Après avoir décrit en détail la démarche suivie par l’INSEE pour aboutir à ces indicateurs précoces, l’étude montre que, « depuis le début des années 2000, les inégalités ont augmenté (notamment depuis 2008, le début de la crise) avant de diminuer en 2012 et 2013 », avec un indice de Gini – mesurant ici le degré d’inégalité de niveau de vie entre 0 (égalité parfaite) et 1 (inégalité extrême) – qui « s’est accru de 0,021 entre 2002 et 2011 avant de reculer de 0,017 entre 2011 et 2013 ». Mais donc, selon l’INSEE, « cette baisse des inégalités ne se poursuivrait pas en 2014 », en raison du contexte sociodémographique et macroéconomique et malgré les mesures sociofiscales intervenues en 2014. La croissance ralentie du PIB (à + 0,2 % en 2014, après + 0,7 % en 2013) « aurait davantage touché les ménages les moins aisés », suppose ainsi l’organisme, car « les revenus salariaux auraient sensiblement diminué pour les premiers déciles [les plus pauvres], conséquence d’une hausse prononcée du chômage pour ces populations et d’une baisse de l’ensemble des salaires cumulés sur l’année pour ceux qui ont alterné des périodes d’emploi et de chômage, ou ceux qui travaillent à temps partiel ».
Quant aux réformes intervenues en 2014, elles ont, certes, « légèrement diminué les inégalités de niveau de vie […], par rapport à une situation fictive où elles n’auraient pas été mises en œuvre ». Et l’INSEE de citer notamment « la hausse de l’impôt sur le revenu ciblée sur les ménages les plus aisés (notamment la réduction du plafonnement des effets du quotient familial) » ainsi que « la réduction exceptionnelle d’impôt sur le revenu et [les] revalorisations exceptionnelles de certaines prestations » qui ont bénéficié aux ménages modestes.
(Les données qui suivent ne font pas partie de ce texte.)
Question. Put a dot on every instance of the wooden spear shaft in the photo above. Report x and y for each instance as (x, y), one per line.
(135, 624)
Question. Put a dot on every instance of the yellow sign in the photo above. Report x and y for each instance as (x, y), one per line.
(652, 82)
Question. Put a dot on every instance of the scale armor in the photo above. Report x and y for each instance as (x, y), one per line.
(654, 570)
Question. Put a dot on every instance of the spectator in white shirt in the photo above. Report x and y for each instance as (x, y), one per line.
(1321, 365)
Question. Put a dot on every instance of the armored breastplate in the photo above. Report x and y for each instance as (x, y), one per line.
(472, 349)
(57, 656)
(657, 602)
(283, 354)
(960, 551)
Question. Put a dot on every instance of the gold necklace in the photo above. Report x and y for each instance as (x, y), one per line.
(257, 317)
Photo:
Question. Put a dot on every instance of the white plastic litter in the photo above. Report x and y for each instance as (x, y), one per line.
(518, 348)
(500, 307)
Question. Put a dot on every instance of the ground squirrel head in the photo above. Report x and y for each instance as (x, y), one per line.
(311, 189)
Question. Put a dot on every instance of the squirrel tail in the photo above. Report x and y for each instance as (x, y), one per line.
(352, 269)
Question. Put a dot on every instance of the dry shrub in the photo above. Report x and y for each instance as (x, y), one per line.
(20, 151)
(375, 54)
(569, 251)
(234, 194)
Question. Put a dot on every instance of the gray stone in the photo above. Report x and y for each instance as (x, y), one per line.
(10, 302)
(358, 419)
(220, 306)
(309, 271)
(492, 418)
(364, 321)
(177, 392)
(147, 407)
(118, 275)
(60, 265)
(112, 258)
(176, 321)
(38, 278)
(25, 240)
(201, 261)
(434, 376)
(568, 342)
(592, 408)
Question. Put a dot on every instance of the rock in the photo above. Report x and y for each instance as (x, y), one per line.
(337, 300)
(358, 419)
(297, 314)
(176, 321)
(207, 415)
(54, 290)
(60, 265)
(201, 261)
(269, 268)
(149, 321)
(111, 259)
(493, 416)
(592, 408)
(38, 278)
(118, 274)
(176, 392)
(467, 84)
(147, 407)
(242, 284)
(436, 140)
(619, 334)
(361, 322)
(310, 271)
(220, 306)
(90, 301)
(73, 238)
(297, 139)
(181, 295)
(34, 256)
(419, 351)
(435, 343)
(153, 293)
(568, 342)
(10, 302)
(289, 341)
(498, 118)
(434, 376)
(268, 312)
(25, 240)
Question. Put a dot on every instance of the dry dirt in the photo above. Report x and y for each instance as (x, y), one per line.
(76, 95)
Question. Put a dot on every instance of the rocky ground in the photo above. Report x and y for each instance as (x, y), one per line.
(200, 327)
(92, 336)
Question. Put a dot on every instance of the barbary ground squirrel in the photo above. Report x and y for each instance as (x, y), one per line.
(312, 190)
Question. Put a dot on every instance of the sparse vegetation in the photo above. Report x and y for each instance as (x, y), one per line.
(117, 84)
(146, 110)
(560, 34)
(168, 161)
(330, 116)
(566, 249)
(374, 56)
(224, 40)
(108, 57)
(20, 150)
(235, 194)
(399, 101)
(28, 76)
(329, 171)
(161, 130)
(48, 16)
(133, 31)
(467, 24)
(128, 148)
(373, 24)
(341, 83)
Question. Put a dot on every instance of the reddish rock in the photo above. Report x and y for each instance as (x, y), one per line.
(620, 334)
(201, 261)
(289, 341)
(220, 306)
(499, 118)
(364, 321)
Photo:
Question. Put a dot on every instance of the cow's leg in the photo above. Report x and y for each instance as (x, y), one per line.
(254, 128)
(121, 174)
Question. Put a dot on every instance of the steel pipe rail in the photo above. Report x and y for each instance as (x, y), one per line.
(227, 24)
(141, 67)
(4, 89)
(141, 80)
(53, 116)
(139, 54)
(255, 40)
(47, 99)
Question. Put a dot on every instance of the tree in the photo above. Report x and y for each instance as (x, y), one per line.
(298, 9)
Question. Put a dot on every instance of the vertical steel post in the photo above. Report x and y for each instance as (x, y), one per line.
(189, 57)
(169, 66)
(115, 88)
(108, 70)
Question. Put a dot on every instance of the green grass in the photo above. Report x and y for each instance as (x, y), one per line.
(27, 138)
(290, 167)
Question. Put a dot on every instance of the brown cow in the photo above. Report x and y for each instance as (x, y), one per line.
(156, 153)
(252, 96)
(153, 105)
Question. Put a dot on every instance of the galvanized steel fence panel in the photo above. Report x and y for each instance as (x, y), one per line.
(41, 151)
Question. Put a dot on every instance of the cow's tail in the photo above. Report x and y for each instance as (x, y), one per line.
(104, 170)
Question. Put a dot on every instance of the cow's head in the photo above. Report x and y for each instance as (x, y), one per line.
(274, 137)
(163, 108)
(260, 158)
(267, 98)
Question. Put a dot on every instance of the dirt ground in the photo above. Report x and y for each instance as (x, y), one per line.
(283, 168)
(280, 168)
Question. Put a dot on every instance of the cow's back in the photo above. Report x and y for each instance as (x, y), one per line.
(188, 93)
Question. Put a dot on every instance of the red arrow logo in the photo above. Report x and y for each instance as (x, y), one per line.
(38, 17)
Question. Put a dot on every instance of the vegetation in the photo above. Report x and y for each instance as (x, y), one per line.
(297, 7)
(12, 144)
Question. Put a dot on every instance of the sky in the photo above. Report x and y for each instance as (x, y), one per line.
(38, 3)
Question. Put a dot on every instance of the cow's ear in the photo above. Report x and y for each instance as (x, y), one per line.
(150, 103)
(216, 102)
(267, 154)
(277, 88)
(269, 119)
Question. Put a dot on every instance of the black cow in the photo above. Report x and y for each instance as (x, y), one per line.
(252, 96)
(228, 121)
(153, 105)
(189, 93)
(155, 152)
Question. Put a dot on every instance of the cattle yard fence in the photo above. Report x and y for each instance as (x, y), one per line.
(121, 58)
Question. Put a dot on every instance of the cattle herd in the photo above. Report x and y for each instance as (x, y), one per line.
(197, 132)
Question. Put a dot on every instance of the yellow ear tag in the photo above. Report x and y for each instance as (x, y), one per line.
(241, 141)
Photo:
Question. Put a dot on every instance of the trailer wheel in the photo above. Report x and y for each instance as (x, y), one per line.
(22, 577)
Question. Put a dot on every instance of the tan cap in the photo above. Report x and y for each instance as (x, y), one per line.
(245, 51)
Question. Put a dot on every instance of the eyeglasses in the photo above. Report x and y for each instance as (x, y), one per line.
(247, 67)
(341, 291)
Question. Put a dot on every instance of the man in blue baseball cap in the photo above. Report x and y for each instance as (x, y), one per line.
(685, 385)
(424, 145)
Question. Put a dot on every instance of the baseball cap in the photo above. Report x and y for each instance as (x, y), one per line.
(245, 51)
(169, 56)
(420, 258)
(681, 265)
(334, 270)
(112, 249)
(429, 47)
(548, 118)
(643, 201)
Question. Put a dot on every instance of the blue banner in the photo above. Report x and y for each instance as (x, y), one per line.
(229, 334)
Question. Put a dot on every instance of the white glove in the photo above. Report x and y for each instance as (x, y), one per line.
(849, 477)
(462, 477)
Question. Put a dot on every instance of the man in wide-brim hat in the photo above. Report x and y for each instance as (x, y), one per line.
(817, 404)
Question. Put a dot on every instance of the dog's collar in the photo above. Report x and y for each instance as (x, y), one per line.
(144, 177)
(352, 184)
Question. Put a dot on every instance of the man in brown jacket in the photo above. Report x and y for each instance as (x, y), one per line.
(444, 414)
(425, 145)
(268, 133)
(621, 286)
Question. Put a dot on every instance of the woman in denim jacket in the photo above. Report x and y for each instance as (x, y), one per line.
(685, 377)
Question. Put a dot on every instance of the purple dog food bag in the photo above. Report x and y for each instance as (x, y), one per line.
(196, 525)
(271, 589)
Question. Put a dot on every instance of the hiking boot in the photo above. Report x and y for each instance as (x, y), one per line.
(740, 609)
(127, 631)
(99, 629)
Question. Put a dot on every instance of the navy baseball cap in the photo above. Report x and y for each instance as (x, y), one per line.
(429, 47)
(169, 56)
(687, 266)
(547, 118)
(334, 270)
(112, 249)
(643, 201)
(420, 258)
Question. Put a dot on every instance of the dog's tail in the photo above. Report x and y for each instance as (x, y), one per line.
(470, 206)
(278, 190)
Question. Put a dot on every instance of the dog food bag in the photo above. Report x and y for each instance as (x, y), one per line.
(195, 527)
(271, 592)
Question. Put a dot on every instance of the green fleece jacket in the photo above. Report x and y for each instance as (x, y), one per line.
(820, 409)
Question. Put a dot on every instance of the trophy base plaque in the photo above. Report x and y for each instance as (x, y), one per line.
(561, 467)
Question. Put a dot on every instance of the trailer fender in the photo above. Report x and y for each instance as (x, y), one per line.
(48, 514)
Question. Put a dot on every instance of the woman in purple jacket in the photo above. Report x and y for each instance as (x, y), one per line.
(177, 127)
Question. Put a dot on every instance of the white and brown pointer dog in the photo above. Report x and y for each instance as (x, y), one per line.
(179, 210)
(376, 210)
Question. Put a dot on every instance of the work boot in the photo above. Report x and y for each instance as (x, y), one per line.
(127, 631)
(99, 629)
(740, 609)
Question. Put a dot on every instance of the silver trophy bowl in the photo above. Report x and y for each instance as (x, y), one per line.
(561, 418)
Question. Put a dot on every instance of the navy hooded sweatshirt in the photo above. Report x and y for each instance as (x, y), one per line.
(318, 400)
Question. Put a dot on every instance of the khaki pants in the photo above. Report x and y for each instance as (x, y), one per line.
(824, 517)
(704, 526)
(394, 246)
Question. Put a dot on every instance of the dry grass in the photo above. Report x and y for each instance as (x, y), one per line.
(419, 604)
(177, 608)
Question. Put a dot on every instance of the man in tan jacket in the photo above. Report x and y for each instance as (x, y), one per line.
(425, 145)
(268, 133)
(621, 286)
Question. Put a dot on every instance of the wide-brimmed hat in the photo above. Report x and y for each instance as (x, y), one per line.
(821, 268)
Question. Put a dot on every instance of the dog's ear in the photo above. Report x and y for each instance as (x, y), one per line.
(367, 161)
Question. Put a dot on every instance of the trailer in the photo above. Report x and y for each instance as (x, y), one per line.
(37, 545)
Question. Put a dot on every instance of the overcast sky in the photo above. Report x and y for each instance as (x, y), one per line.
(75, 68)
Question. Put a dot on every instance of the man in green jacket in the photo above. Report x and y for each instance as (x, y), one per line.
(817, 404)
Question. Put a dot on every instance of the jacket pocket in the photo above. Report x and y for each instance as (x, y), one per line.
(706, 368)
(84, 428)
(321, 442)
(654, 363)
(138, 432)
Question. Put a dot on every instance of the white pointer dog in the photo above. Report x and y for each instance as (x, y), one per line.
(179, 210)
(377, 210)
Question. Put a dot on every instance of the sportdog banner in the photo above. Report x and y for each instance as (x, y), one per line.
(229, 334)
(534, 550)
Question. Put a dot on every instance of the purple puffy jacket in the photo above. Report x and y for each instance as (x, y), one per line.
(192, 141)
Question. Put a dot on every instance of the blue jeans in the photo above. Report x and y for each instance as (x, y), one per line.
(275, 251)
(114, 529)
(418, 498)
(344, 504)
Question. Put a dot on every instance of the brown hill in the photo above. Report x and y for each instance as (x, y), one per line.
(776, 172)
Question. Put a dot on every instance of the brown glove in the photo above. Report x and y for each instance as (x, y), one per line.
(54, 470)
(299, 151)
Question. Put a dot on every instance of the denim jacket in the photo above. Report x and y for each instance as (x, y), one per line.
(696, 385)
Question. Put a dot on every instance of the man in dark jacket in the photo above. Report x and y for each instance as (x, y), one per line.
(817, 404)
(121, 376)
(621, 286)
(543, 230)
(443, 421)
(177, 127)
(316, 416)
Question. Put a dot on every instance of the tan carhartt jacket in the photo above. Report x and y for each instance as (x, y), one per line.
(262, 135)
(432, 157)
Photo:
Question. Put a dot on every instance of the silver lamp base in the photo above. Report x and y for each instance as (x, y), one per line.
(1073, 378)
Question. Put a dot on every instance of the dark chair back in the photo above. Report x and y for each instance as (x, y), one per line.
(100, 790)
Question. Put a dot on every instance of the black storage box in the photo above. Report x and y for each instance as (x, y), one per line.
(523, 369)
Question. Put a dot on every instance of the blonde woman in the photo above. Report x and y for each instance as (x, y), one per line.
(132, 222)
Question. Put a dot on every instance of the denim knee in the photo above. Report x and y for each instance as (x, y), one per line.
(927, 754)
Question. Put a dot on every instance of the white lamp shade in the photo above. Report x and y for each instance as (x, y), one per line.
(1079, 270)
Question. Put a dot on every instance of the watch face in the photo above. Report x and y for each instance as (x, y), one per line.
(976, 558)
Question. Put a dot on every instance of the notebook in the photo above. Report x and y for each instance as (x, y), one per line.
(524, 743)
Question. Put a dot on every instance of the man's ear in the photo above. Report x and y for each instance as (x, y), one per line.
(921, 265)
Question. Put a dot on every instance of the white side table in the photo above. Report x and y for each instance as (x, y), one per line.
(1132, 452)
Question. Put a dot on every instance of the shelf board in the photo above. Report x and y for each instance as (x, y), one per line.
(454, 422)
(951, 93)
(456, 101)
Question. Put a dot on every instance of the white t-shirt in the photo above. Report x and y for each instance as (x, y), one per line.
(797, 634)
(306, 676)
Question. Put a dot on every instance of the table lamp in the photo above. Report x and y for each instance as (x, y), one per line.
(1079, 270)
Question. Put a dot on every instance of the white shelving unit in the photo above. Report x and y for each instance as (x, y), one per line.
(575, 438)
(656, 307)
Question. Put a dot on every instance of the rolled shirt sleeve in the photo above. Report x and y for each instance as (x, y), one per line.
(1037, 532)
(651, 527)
Mais ces réformes n’auront pas suffi à réduire les écarts : « le niveau de vie des 30 % des individus les moins aisés baisserait davantage en euros constants que celui des individus situés au-dessus du troisième décile de niveau de vie (qui resterait quasi stable), ce qui conduirait à faire basculer des personnes sous le seuil de pauvreté monétaire ».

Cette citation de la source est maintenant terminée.